HTMLParser1.6 源代码阅读
看到博客园的大牛们都喜欢发系列的文章,我也发一篇。不过我不打算写什么spring hibernate配置什么的,我只想写写自己阅读别人代码的一些笔记。欢迎大家拍砖。
从开始进行阅读,第一个包是:org.htmlparser.里面的类包括
Attribute.java
Node.java
NodeFactory.java
NodeFilter.java
Parser.java
PrototypicalNodeFactory.java
Remark.java
Tag.java
Text.java
可以看出都是针对基本数据结构的类。
一个一个进行分析,Attribute.java是记录网页元素的属性的,
<a href="EditPosts.aspx" id="TabPosts">随笔</a>
这个是博客园的,那Attribute应当可以记录 href=“MySubscibe.aspx"这样的元素。看他的构造方法:
public Attribute (String name, String assignment, String value, char quote) { setName (name); setAssignment (assignment); if (0 == quote) setRawValue (value); else { setValue (value); setQuote (quote); } }
看见分为是否含有引号的情况。setName,和setValue没有什么可以看的,如果不含引号的情况,value怎么设置
/** * Set the value of the attribute and the quote character. * If the value is pure whitespace, assign it 'as is' and reset the * quote character.
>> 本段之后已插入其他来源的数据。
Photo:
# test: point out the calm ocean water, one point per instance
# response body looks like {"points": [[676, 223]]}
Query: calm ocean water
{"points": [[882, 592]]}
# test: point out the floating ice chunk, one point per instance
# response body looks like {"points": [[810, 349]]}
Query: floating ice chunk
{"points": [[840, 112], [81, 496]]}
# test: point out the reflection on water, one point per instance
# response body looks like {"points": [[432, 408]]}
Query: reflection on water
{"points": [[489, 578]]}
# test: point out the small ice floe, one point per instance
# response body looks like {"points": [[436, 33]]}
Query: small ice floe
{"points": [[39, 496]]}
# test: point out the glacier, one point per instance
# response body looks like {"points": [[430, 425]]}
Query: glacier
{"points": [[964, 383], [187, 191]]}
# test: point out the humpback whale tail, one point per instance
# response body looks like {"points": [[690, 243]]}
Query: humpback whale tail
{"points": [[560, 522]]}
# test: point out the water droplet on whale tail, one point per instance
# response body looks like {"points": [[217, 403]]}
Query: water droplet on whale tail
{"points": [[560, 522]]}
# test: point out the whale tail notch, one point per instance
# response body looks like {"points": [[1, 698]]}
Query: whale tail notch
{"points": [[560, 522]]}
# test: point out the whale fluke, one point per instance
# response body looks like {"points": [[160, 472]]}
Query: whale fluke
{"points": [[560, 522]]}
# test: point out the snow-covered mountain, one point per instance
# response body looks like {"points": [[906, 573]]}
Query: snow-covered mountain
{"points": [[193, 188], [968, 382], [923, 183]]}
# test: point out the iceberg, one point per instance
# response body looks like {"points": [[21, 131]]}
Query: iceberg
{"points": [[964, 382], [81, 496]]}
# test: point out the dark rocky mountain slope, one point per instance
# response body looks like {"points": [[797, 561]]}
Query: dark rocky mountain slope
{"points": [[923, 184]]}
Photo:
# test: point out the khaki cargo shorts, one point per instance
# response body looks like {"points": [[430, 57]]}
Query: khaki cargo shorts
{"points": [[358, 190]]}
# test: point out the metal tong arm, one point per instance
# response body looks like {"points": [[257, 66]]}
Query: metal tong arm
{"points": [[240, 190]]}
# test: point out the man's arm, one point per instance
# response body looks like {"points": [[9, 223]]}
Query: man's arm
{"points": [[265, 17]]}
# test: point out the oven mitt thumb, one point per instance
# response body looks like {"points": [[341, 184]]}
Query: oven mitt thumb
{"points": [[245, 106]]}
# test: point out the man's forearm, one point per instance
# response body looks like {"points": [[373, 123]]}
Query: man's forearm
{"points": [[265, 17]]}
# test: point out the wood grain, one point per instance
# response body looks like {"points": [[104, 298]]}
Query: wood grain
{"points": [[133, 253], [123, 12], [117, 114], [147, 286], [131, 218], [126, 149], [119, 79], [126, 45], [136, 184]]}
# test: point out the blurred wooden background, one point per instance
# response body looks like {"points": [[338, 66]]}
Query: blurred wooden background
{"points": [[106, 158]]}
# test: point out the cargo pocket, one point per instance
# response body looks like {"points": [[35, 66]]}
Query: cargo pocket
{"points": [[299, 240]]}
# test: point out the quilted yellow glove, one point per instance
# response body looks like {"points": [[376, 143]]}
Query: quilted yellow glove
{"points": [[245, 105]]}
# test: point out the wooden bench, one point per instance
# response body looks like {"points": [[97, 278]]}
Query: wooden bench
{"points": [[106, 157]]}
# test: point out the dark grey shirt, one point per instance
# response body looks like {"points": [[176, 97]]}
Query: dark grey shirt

If not, check for leading and trailing double or * single quotes, and if found use this as the quote character and * the inner contents of <code>value</code> as the real value. * Otherwise, examine the string to determine if quotes are needed * and an appropriate quote character if so. This may involve changing * double quotes within the string to character references. * @param value The new value. * @see #getRawValue * @see #getRawValue(StringBuffer) */ public void setRawValue (String value) { char ch; boolean needed; boolean singleq; boolean doubleq; String ref; StringBuffer buffer; char quote; quote = 0; if ((null != value) && (0 != value.trim ().length ())) { if (value.startsWith ("'") && value.endsWith ("'") && (2 <= value.length ())) { quote = '\''; value = value.substring (1, value.length () - 1); } else if (value.startsWith ("\"") && value.endsWith ("\"") && (2 <= value.length ())) { quote = '"'; value = value.substring (1, value.length () - 1); } else { // first determine if there's whitespace in the value // and while we're at it find a suitable quote character needed = false; singleq = true; doubleq = true; for (int i = 0; i < value.length (); i++) { ch = value.charAt (i); if ('\'' == ch) { singleq = false; needed = true; } else if ('"' == ch) { doubleq = false; needed = true; } else if (!('-' == ch) && !('.' == ch) && !('_' == ch) && !(':' == ch) && !Character.isLetterOrDigit (ch)) { needed = true; } } // now apply quoting if (needed) { if (doubleq) quote = '"'; else if (singleq) quote = '\''; else { // uh-oh, we need to convert some quotes into character // references, so convert all double quotes into " quote = '"'; ref = """; // Translate.encode (quote); // JDK 1.4: value = value.replaceAll ("\"", ref); buffer = new StringBuffer ( value.length() * (ref.length () - 1)); for (int i = 0; i < value.length (); i++) { ch = value.charAt (i); if (quote == ch) buffer.append (ref); else buffer.append (ch); } value = buffer.toString (); } } } } setValue (value); setQuote (quote); }
如果没有设置分割字符的话,需要进行判断,首先判断value的字符是哪种?单引号,双引号,还是其他。如果是单引号开头,单引号结尾,那么分割是单引号。如果是双引号,就是双引号。如果不是这样,可能需要修复,如果里面有单引号,那么我们用双引号进行包装,里面含有双引号,我们用单引号进行包装。或者其中含有一些特别的字符(不是数字,字符,-,_,:),我们需要用引号引用起来。这样属性就可以保存下来。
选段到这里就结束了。